Marta, sí, que ahora, en este preciso momento, cabe dulcemente en el hueco de mis manos, que ya la depositan con delicadeza en la cuna antes desposeída, arropada ella de pañales y ligeras sábanas de tul, moviendo dichosa y despreocupada sus pequeñas extremidades mientras le preparo el biberón de la tarde y observo en su boca plena de babas y encías una felicidad que no pudo alcanzar nunca, una extraña condición de madre satisfecha, al fin volcada (tazón que vuelve a llenarse) en el papel que se le negó antes de la marcha de Lucas, y que sólo la muerte, generosa, ha tenido la deferencia de regalarle.


Tiempo de agua
Voces para un tímpano muerto, 2016

Tumbado sobre el colchón, oigo el primer borboteo del agua brotando desde puntos imprecisos en la unión de ciertas baldosas del suelo. Al inicial respingo (quién puede negar que los sonidos acuáticos generan siempre un movimiento de nuestras orejas, un átomo de memoria reptiliana) sucede siempre, al momento, un acomodo inmediato de mis músculos a la certeza de que nada se puede hacer ya.

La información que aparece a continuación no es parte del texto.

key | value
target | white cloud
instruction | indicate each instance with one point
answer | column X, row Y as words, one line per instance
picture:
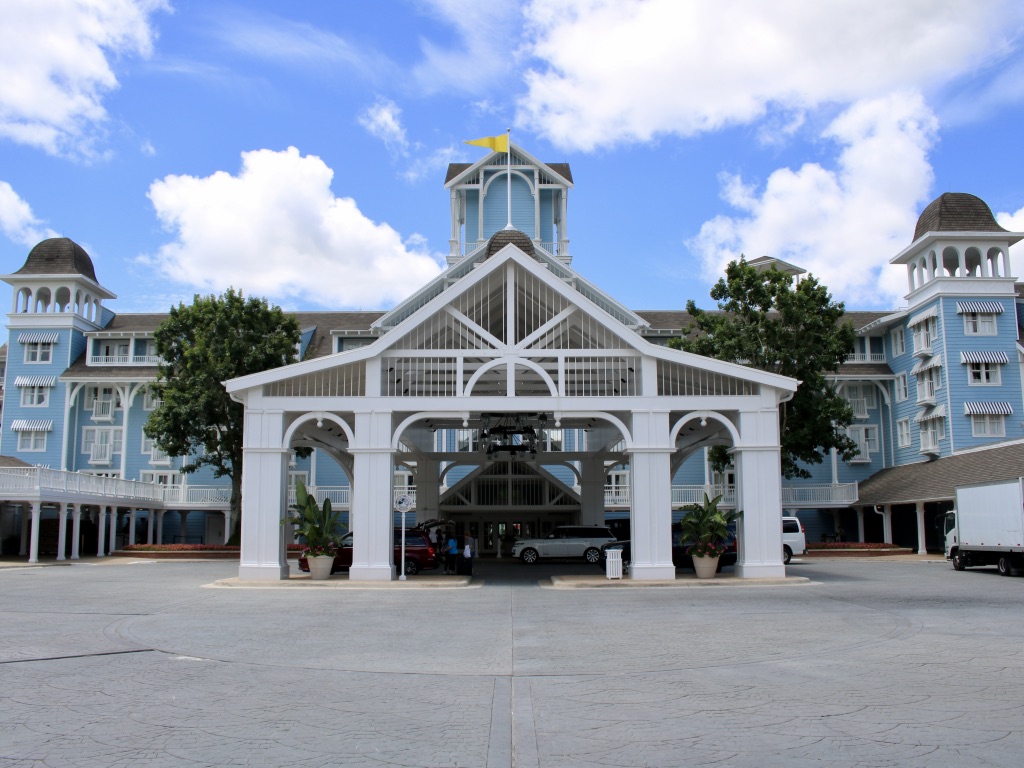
column 841, row 224
column 54, row 68
column 620, row 72
column 276, row 229
column 383, row 121
column 1015, row 223
column 16, row 220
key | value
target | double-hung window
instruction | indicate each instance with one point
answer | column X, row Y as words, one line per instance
column 979, row 324
column 38, row 351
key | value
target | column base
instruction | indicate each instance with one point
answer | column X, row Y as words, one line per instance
column 373, row 573
column 263, row 572
column 652, row 572
column 760, row 570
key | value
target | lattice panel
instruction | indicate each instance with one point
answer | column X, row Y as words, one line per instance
column 484, row 304
column 419, row 377
column 602, row 377
column 674, row 379
column 442, row 332
column 343, row 381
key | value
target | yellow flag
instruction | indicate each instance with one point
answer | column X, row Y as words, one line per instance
column 498, row 143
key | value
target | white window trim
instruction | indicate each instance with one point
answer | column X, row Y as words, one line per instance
column 898, row 348
column 977, row 318
column 29, row 399
column 33, row 437
column 904, row 437
column 39, row 347
column 988, row 420
column 994, row 374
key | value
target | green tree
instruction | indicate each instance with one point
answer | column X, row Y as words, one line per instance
column 769, row 322
column 214, row 339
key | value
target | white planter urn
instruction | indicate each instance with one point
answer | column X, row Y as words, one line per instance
column 706, row 567
column 320, row 566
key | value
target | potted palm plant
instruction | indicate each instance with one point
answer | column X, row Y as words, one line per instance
column 705, row 527
column 320, row 526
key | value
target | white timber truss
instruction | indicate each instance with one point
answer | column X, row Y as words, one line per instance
column 510, row 330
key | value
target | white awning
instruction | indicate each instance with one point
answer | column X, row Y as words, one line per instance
column 939, row 412
column 987, row 409
column 32, row 425
column 934, row 361
column 38, row 337
column 36, row 381
column 979, row 307
column 922, row 316
column 977, row 355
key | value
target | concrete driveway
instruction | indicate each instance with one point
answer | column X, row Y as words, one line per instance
column 872, row 664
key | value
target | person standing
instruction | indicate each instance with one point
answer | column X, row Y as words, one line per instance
column 451, row 552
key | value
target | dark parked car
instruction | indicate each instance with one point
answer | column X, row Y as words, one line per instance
column 680, row 558
column 420, row 554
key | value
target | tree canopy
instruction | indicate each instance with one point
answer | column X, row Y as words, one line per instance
column 768, row 321
column 214, row 339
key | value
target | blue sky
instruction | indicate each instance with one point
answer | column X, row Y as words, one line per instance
column 297, row 151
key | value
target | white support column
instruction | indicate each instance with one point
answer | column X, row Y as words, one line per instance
column 101, row 532
column 264, row 486
column 428, row 489
column 61, row 531
column 114, row 528
column 887, row 523
column 592, row 491
column 650, row 485
column 24, row 548
column 922, row 549
column 35, row 511
column 371, row 518
column 759, row 495
column 76, row 529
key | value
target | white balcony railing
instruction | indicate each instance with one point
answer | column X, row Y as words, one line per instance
column 866, row 357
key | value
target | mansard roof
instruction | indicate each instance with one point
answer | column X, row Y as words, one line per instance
column 956, row 212
column 58, row 256
column 937, row 480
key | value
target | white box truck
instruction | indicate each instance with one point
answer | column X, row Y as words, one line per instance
column 987, row 526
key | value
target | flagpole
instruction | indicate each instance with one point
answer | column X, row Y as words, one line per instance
column 508, row 224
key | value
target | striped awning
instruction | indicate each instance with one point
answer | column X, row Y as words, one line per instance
column 35, row 381
column 38, row 337
column 939, row 412
column 934, row 361
column 981, row 307
column 922, row 316
column 32, row 425
column 977, row 355
column 987, row 409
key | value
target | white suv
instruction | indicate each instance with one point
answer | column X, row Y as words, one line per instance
column 565, row 541
column 794, row 541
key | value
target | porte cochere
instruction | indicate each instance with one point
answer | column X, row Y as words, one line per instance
column 508, row 346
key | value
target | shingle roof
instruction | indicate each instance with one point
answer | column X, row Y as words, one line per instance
column 936, row 480
column 58, row 256
column 956, row 212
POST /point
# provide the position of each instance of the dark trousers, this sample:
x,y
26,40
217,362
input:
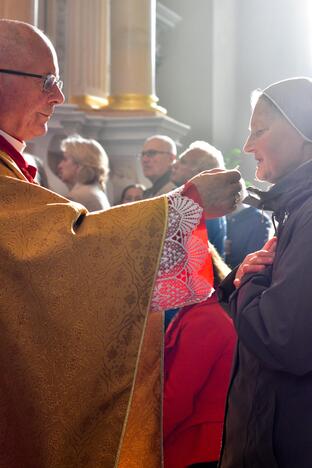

El nivel del agua sube, veloz en su bisbiseo. Hace flotar mis zapatillas como dos barquitos de tela, llega hasta el límite del colchón y anega pronto la mesita de noche. Deja naufragando un libro, mi reloj de cuarzo y la lamparita que se ahoga con una breve fiebre eléctrica. Asciende el agua con su urgencia incolora hasta mojar mi pijama, acariciar mi cuello y hacer flotar mis manos y mis pies. Yo no me resisto, entiendo que no se debe forzar lo que es inevitable, los bailes del azar.

Mientras floto a ritmo pausado por la habitación inundada ya en una marea que se amista con el techo, siento la relajación propia del que no tiene responsabilidad alguna ante la fuerza irresistible de los fenómenos naturales. Nada puedo hacer, no, nada se me permite, anulado por este océano. Me dejo llevar por el tibio oleaje que desplaza como a medusas las sillas, una alfombra o las prendas de ropa que antes atestaban el perchero.

Sólo cuando noto el límite de mis pulmones clamando oxígeno, advierto que no debo, no quiero morir: ahora tengo que preocuparme por algo más trascendente que cualquier problema cotidiano. Doy para ello un leve giro de pez (desganado casi, apenas una señal ligeramente convenida) y el paisaje marítimo de mi dormitorio comienza su rápida retirada hacia el suelo, recomponiéndose en un caos húmedo lo que antes flotaba amniótico, sonámbulo, hasta perderse nuevamente los últimos hilos de agua en su correspondiente resquicio de las baldosas.

De nuevo sobre la cama, empapado y a merced de mi voluntad, siento otra vez el peso de las responsabilidades, esos deberes cotidianos que le hacen a uno temer tanto como desear un naufragio pequeño, una inundación de juguete.

Algo irreversible, a fin de cuentas.